第六十四話
神籍管理局東京支部。
地下最深部。
そこには、局長だけが入ることを許された部屋があった。
重厚な扉には、金色の文字が刻まれている。
特別保管庫
天之御影が静かに鍵を差し込む。
ゆっくりと扉が開いた。
中は思っていたよりも質素だった。
棚がいくつも並び、その上には古い巻物や書物、封印箱が整然と置かれている。
「これが……。」
トワは思わず息をのむ。
「神籍管理局の、一番古い資料庫。」
スズが小さく説明する。
「ここに保管されるのは、通常の神職員でも閲覧できない資料です。
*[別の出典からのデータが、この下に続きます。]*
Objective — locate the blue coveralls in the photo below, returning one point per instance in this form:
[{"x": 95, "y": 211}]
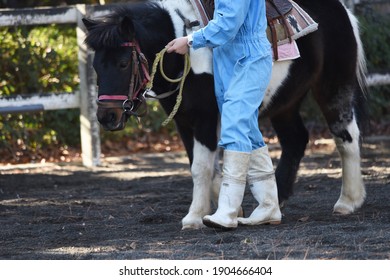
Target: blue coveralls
[{"x": 242, "y": 64}]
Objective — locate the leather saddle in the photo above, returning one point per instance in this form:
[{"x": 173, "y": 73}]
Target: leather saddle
[{"x": 276, "y": 11}]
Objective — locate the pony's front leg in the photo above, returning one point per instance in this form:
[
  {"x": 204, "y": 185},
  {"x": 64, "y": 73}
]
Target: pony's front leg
[
  {"x": 353, "y": 191},
  {"x": 203, "y": 176}
]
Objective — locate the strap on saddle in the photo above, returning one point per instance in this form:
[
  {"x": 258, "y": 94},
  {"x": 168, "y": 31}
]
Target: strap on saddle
[{"x": 276, "y": 10}]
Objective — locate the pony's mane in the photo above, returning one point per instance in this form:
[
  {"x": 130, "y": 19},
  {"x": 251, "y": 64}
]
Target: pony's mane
[{"x": 106, "y": 31}]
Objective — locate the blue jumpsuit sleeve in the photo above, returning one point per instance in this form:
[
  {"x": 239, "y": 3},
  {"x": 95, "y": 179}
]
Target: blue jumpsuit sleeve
[{"x": 228, "y": 18}]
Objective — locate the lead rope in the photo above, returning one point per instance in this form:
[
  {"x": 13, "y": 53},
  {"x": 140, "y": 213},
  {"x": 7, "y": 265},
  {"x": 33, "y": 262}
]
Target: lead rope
[{"x": 187, "y": 67}]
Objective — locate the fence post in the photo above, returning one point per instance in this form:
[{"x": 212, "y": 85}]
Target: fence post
[{"x": 89, "y": 127}]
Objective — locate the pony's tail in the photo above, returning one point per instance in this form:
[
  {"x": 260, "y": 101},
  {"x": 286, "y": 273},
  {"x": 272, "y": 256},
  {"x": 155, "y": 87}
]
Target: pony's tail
[{"x": 361, "y": 104}]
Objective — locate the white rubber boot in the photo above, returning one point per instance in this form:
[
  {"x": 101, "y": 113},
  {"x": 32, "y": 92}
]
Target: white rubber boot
[
  {"x": 235, "y": 168},
  {"x": 262, "y": 182}
]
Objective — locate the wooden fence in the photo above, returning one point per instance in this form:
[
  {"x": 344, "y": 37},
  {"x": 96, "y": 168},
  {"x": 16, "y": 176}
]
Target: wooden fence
[{"x": 86, "y": 96}]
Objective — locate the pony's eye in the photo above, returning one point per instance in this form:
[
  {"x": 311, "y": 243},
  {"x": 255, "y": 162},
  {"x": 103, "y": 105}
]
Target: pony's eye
[{"x": 123, "y": 64}]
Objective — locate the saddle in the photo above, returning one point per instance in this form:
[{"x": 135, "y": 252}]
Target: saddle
[{"x": 286, "y": 20}]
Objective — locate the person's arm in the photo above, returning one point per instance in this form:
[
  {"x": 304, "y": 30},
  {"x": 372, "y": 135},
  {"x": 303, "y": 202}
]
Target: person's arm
[{"x": 224, "y": 27}]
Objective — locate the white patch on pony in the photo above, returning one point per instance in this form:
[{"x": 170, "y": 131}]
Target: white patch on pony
[
  {"x": 280, "y": 72},
  {"x": 203, "y": 174},
  {"x": 201, "y": 59},
  {"x": 352, "y": 190}
]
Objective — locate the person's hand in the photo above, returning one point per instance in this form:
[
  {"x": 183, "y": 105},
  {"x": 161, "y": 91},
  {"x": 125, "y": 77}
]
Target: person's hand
[{"x": 178, "y": 45}]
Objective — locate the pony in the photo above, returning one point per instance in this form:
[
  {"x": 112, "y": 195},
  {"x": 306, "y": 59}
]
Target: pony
[{"x": 331, "y": 66}]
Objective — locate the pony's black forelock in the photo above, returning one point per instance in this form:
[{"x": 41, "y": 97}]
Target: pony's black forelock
[{"x": 106, "y": 31}]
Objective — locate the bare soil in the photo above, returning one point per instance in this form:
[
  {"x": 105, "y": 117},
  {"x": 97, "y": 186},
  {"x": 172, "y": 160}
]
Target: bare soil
[{"x": 131, "y": 208}]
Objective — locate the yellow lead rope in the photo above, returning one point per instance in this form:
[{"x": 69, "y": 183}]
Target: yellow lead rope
[{"x": 187, "y": 67}]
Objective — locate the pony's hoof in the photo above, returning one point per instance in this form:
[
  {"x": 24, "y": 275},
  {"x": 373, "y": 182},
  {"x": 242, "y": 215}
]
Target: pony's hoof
[{"x": 347, "y": 206}]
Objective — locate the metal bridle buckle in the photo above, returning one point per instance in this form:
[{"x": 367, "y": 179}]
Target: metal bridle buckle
[{"x": 128, "y": 106}]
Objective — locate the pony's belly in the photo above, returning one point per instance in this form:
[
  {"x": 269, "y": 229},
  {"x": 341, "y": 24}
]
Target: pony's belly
[{"x": 280, "y": 72}]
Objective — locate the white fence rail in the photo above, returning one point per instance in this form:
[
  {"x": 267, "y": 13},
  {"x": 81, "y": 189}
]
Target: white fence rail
[{"x": 86, "y": 96}]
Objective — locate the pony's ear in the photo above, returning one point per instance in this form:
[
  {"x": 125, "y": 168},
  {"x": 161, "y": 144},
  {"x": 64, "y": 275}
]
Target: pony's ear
[
  {"x": 89, "y": 23},
  {"x": 127, "y": 28}
]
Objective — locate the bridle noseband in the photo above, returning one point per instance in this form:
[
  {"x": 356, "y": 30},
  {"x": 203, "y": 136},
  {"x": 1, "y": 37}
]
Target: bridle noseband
[{"x": 132, "y": 101}]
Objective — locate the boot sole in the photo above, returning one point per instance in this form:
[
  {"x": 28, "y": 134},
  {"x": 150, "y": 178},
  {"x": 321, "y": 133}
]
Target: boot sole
[
  {"x": 213, "y": 225},
  {"x": 262, "y": 223}
]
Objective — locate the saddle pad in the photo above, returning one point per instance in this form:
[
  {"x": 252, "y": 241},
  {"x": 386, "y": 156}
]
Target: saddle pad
[
  {"x": 299, "y": 23},
  {"x": 277, "y": 8}
]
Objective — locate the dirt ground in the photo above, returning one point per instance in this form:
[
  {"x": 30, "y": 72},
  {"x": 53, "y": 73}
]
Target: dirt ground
[{"x": 131, "y": 208}]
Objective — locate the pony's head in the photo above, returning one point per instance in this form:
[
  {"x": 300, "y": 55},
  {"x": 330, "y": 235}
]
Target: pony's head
[{"x": 121, "y": 67}]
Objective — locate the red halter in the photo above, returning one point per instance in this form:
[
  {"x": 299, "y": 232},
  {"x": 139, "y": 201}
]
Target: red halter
[{"x": 139, "y": 79}]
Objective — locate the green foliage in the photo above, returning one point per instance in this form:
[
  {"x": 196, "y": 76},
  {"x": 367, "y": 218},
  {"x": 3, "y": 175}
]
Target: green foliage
[
  {"x": 38, "y": 60},
  {"x": 43, "y": 60}
]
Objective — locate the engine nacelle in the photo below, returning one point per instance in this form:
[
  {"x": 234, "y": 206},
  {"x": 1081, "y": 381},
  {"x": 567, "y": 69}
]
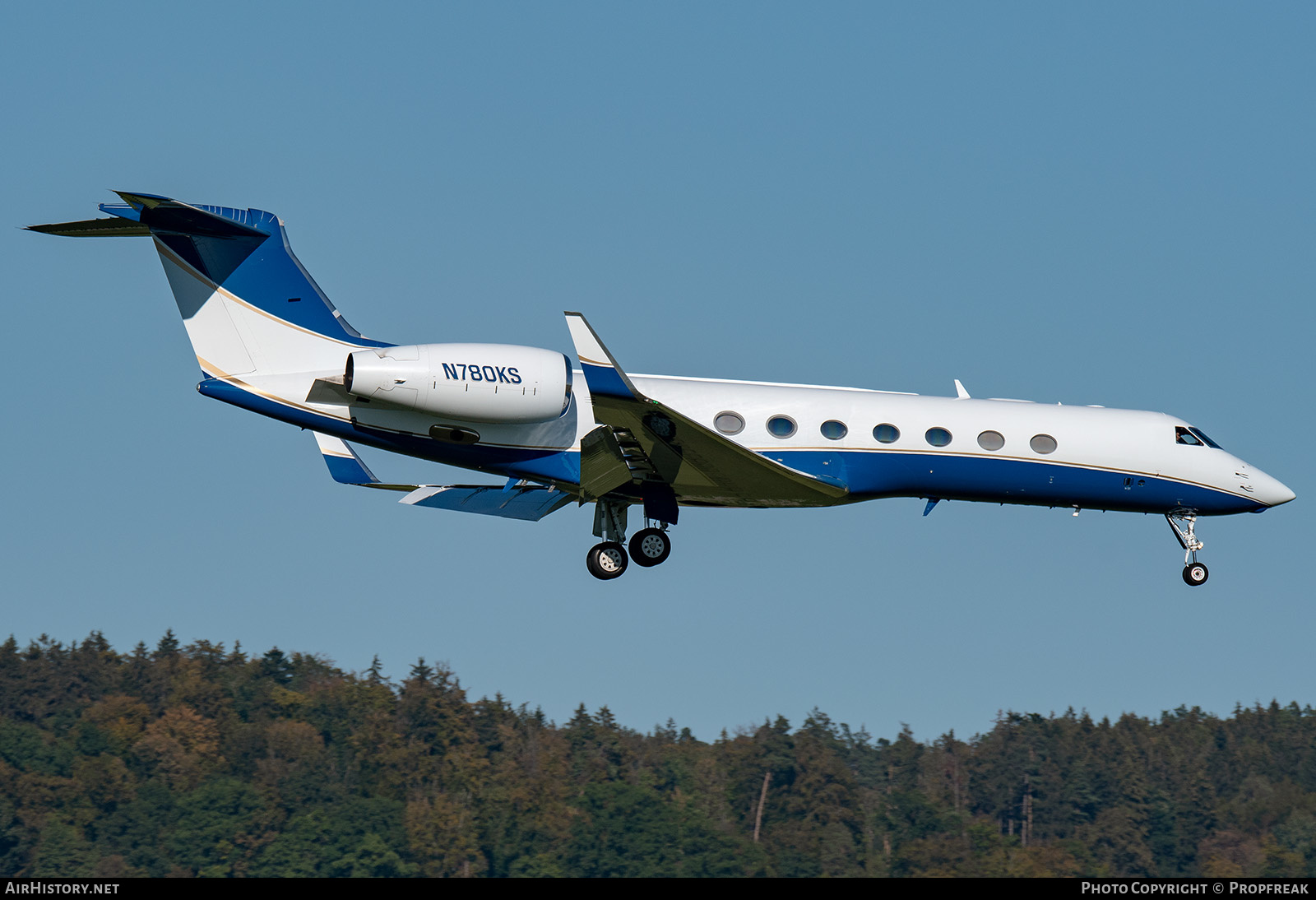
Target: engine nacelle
[{"x": 470, "y": 382}]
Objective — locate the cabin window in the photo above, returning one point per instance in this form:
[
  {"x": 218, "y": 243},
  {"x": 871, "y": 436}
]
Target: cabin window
[
  {"x": 1043, "y": 443},
  {"x": 938, "y": 437},
  {"x": 730, "y": 423},
  {"x": 835, "y": 430},
  {"x": 886, "y": 434}
]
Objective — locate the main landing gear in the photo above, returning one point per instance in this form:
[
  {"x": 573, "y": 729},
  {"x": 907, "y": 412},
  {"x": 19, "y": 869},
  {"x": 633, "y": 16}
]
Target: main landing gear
[
  {"x": 1184, "y": 525},
  {"x": 609, "y": 559}
]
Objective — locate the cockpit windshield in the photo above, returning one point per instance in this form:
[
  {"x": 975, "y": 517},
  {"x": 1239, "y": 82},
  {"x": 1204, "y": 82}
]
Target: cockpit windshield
[{"x": 1193, "y": 437}]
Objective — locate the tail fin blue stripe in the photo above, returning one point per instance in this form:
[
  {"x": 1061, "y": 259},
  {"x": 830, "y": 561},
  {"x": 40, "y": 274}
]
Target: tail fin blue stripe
[{"x": 247, "y": 253}]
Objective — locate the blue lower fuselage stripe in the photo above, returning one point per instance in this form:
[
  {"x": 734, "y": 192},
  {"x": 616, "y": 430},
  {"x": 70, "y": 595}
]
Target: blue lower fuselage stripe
[{"x": 892, "y": 474}]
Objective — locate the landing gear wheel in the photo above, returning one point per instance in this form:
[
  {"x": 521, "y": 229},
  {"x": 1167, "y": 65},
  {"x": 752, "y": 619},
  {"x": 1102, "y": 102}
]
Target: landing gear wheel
[
  {"x": 649, "y": 546},
  {"x": 605, "y": 561}
]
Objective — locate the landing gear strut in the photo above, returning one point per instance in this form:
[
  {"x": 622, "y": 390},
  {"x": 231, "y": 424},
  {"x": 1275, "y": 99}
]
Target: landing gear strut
[
  {"x": 609, "y": 559},
  {"x": 1184, "y": 525}
]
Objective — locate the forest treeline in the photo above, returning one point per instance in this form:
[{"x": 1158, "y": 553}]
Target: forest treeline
[{"x": 197, "y": 759}]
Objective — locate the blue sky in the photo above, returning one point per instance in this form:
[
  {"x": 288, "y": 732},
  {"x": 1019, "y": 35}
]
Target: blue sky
[{"x": 1092, "y": 204}]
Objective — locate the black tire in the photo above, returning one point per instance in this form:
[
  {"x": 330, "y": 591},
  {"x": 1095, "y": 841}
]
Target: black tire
[
  {"x": 649, "y": 546},
  {"x": 605, "y": 561}
]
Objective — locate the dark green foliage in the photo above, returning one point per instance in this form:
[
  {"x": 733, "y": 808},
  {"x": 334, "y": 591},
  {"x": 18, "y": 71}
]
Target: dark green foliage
[{"x": 199, "y": 761}]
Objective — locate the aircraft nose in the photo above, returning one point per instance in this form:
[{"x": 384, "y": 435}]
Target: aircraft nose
[{"x": 1272, "y": 491}]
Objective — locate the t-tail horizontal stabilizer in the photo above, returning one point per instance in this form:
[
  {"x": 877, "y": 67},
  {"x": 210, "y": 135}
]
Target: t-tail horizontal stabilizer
[
  {"x": 346, "y": 467},
  {"x": 513, "y": 500}
]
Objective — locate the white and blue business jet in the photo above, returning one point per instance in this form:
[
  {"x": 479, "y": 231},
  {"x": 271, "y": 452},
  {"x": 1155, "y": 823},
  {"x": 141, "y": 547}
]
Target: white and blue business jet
[{"x": 269, "y": 340}]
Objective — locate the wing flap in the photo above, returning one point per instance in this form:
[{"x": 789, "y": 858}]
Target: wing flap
[{"x": 526, "y": 502}]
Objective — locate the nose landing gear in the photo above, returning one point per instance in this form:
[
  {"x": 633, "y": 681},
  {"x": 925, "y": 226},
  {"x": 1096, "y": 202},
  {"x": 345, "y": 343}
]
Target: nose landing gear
[
  {"x": 1184, "y": 525},
  {"x": 649, "y": 546}
]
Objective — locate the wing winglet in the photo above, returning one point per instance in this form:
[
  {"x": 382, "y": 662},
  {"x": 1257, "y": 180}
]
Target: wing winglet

」
レンが一冊の帳面を手に取る。
表紙にはこう書かれていた。
未登録魂名簿
「未登録?」
ページを開く。
名前が並んでいる。
しかし、その多くは途中で途切れていた。
ア……
ミ……
ユ……
最後まで書かれていない。
「名前が欠けてる。」
トワが呟く。
アオイが静かに答えた。
「魂には名前が必要です。」
「名前は、その魂が世界と繋がるための最初の記録です。」
「ですが、ごく稀に、名前が定まる前に記録から外れてしまう魂があります。」
トワは名簿を見つめる。
「……そんなことがあるんだ。」
「はい。」
「そして、その魂は誰にも思い出されなくなります。」
その言葉に、部屋の空気が少し重くなった。
すると。
部屋の奥から、小さな音がした。
カタン。
全員が振り向く。
誰も触れていない棚から、一冊の薄い本が床へ落ちた。
トワが拾い上げる。
表紙には題名がない。
開く。
最初のページ。
依頼番号 001
次のページ。
依頼人 不明
さらにめくる。
探してください。
私の名前を。
それだけだった。
ページの端には、小さな押し花が挟まれている。
白い花。
どこかで見たことがある。
「……樹巫女の花?」
トワがつぶやく。
その瞬間、押し花が淡く光った。
部屋の中央に、小さな少女の姿が映し出される。
七、八歳ほど。
白いワンピース。
裸足。
不安そうな瞳。
「こんにちは。」
小さな声。
「神籍管理局の人?」
トワはしゃがみ込み、目線を合わせる。
「うん。」
「私はトワ。」
「神籍管理局で働いてる。」
少女は少し安心したように笑った。
「よかった。」
「みんな……私のこと、忘れちゃったの。」
その一言に、全員の表情が変わる。
スズはすぐに手帳を開く。
アオイは名簿を調べ始める。
レンは少女の様子を静かに見守る。
トワは優しく尋ねた。
「大丈夫。」
「一緒に探そう。」
「君の名前を。」
少女は小さくうなずいた。
その笑顔は、どこか樹巫女に似ていた。
神籍管理局。
新しい仕事は、世界を救うことではない。
たった一人の魂を、もう一度世界へ繋ぎ直すこと。
その最初の依頼が、静かに始まった。